C'est en tant que secrétaire du Commissaire du quartier Saint Georges que Jules
Maigret va mener sa première enquête. Celle-ci démarre le 15 avril 1913.
Maigret, penché sur ses cours, apprend consciencieusement les bonnes pratiques du signalement à proximité du poêle en fonte qu'il tisonne régulièrement. Mais voilà qu'en ce début de nuit, un jeune musicien vient signaler une femme ayant jeté à la fenêtre du 17 bis rue Chaptal un appel au secours suivi rapidement par un coup de feu. Téméraire, le jeune homme a frappé à
la porte et s'est reçu, en signe de bienvenue, un coup de poing. Or, cette adresse est celle des Gendreau-Balthazar. Les cafés Balthazar. Tout Paris connait ce nom prestigieux et hume le parfum du torréfacteur, avenue de l'Opéra.
Décidant de prendre au sérieux ce témoignage,
Maigret se dirige vers la demeure.

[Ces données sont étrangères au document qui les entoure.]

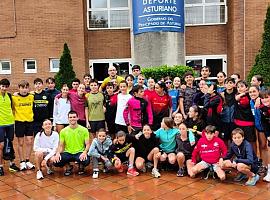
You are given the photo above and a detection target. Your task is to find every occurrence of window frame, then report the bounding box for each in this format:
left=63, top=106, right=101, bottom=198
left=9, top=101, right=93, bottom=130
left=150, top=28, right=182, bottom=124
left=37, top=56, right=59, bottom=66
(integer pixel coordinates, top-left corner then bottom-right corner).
left=86, top=0, right=131, bottom=30
left=0, top=59, right=11, bottom=74
left=23, top=58, right=37, bottom=74
left=185, top=0, right=228, bottom=26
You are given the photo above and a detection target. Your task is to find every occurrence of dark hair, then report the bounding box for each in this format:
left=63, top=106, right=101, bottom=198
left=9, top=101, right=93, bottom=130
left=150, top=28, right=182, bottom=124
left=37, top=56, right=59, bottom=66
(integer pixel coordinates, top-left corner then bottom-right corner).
left=46, top=77, right=55, bottom=83
left=34, top=78, right=43, bottom=84
left=231, top=128, right=245, bottom=137
left=0, top=78, right=10, bottom=87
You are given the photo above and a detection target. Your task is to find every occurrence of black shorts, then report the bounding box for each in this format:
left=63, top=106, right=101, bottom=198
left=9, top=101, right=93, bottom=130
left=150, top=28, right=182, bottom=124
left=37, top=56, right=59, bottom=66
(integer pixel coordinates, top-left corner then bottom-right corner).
left=89, top=120, right=105, bottom=133
left=15, top=121, right=34, bottom=137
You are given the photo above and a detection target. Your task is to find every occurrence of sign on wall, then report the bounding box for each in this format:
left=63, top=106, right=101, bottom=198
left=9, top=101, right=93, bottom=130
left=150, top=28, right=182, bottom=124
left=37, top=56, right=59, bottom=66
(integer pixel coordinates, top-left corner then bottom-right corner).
left=132, top=0, right=185, bottom=35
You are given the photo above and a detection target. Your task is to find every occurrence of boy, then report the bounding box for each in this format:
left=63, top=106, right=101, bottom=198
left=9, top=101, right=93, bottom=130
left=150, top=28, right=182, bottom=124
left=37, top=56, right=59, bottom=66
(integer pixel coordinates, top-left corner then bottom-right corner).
left=12, top=80, right=35, bottom=170
left=219, top=128, right=260, bottom=186
left=187, top=125, right=227, bottom=180
left=110, top=131, right=139, bottom=176
left=88, top=128, right=112, bottom=178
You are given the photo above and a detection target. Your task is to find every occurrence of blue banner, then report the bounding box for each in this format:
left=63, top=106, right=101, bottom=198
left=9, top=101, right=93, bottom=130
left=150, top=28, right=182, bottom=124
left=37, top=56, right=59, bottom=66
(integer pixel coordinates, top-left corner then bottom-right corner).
left=132, top=0, right=185, bottom=35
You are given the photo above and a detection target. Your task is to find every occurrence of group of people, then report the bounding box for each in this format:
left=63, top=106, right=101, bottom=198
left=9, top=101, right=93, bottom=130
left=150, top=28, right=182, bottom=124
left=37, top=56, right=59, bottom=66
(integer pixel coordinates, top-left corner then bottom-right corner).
left=0, top=65, right=270, bottom=188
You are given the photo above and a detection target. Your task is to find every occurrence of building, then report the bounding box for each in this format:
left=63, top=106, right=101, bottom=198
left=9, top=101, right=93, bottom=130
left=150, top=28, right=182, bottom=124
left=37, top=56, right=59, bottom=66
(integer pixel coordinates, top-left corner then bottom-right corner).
left=0, top=0, right=270, bottom=88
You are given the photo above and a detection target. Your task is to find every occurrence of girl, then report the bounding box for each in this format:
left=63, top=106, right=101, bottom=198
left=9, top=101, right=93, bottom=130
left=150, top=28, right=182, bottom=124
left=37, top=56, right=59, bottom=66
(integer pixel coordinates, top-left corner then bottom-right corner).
left=155, top=117, right=179, bottom=165
left=135, top=124, right=161, bottom=178
left=217, top=72, right=226, bottom=93
left=175, top=123, right=195, bottom=176
left=150, top=81, right=172, bottom=130
left=33, top=119, right=59, bottom=180
left=53, top=84, right=71, bottom=133
left=123, top=85, right=153, bottom=135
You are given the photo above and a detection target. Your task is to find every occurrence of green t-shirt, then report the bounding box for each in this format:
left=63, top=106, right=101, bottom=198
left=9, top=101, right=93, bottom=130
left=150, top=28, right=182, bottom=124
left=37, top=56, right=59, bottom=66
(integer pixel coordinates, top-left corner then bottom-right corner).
left=60, top=125, right=89, bottom=154
left=85, top=92, right=105, bottom=121
left=0, top=93, right=14, bottom=126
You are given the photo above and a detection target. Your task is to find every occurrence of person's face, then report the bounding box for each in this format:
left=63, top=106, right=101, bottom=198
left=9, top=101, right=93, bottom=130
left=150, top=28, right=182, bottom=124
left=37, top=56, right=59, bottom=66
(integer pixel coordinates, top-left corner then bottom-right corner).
left=42, top=120, right=52, bottom=133
left=19, top=86, right=29, bottom=95
left=217, top=73, right=225, bottom=84
left=205, top=132, right=215, bottom=141
left=232, top=133, right=244, bottom=146
left=117, top=136, right=126, bottom=145
left=237, top=83, right=248, bottom=93
left=71, top=82, right=79, bottom=90
left=97, top=132, right=106, bottom=142
left=90, top=82, right=98, bottom=93
left=248, top=87, right=260, bottom=100
left=250, top=76, right=261, bottom=86
left=173, top=77, right=181, bottom=88
left=126, top=76, right=133, bottom=87
left=34, top=82, right=43, bottom=91
left=143, top=126, right=152, bottom=139
left=108, top=67, right=117, bottom=77
left=68, top=114, right=78, bottom=125
left=201, top=67, right=211, bottom=78
left=77, top=84, right=85, bottom=95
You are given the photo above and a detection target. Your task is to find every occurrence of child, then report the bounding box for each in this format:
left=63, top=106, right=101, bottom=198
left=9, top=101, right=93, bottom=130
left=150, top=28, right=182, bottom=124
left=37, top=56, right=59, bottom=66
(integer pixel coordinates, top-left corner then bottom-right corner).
left=12, top=80, right=35, bottom=171
left=175, top=123, right=195, bottom=177
left=123, top=85, right=153, bottom=135
left=135, top=124, right=161, bottom=178
left=110, top=131, right=139, bottom=176
left=188, top=125, right=227, bottom=180
left=33, top=119, right=59, bottom=180
left=219, top=128, right=260, bottom=186
left=88, top=128, right=112, bottom=178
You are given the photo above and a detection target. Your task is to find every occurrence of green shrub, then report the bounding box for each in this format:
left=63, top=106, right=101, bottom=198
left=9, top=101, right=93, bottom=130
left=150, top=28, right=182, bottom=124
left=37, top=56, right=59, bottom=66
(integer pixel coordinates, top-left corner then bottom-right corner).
left=248, top=6, right=270, bottom=86
left=142, top=65, right=194, bottom=80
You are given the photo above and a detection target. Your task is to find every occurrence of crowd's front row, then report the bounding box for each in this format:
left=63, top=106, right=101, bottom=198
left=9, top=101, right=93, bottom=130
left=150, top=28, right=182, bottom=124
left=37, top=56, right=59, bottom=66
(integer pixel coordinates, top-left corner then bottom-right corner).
left=34, top=111, right=259, bottom=186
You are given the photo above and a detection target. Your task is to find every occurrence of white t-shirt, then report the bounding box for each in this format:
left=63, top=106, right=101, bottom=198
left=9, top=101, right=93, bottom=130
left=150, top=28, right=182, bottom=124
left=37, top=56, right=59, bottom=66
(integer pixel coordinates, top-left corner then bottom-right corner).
left=115, top=93, right=132, bottom=126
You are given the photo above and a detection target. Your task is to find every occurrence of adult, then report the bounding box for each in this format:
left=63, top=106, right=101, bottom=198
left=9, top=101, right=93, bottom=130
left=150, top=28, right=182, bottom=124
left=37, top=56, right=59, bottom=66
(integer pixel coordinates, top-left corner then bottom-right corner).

Sarcastique,
le fils Richard Gendreau mène lui-même ce jeune policier à la recherche d'un hypothétique cadavre dans toutes les pièces de son hôtel particulier et lui fait explicitement comprendre qu'il n'est qu'un subalterne un peu zélé qui joue au détective. On lui expliquera aussi que le Commissaire le Bret est un habitué de la maison. Rentré bredouille de sa perquisition, il rédige un rapport exhaustif à l'intention de son supérieur. Celui-ci, impressionné par la précision du rapport, est d'abord sceptique, donne la consigne de plutôt fouiller du côté du témoin et attise alors la rage de Jules. Puis il va se raviser à la suite d'une information obtenue auprès de son épouse et qui contredit les dires des Gendreau-Balthazar. Mais la prudence prévaut,
Maigret est placé en congés afin de mener une enquête officieuse.
Cette première enquête arrivant plus ou moins au milieu de l'oeuvre des aventures de
Maigret,
Simenon se permet de faire allusion aux habitudes que le lecteur averti connait déjà. La pipe, le goût pour les planques, la descente des petits verres de calvados, les investigations en solitaire pour « renifler dans les coins », la passion pour les poêles à charbon qu'il tisonne jusqu'à les faire rougir, la bonne chère dans les brasseries et les bistrots parisiens. le futur commissaire étrenne ici des faits et gestes qui deviendront des manies auxquelles il aura recours tout au long de sa carrière.
Maigret est encore svelte. À 26 ans, il est jeune marié depuis cinq mois, il vient d'emménager Boulevard Richard-Lenoir avec son épouse. Celle-ci, « grosse fille fraîche, pleine de vitalité comme on en voit derrière le marbre du comptoir des crèmeries », l'appelle encore Jules.
Alors qu'en arrière plan, le Paris en effervescence affiche des drapeaux aux fenêtres en l'honneur de la visite d'un souverain étranger,
Maigret questionnera plus avant la bonne des Balthazar qui se révèlera une sacrée commère. Il va côtoyer de près le milieu au péril de sa vie.
De petit Calvados en flûte de Champagne, de choucroute en coq au vin, ça fouille, ça fouine, ça oscille entre enthousiasme ou envie de démission, tout en visant le Quai des Orfèvres qui le fait déjà rêver.
Après des enquêtes ou
Maigret est à la retraite puis revient en activité, le voilà débutant.
Simenon a peut-être pris plaisir à faire voyager son lecteur dans le temps !
Pour sa première enquête, Jules marchera sur des oeufs, jouant l'équilibriste au milieu des conflits d'intérêts, le drame s'étant déroulé dans un milieu très aisé dans lequel son Commissaire évolue comme un poisson dans l'eau. Il impliquera beaucoup son épouse qui prendra en charge des témoins. Ce sera un peu comme si elle était son premier inspecteur, ce qui donne beaucoup de chaleur à cet opus et un côté tout a fait sympathique.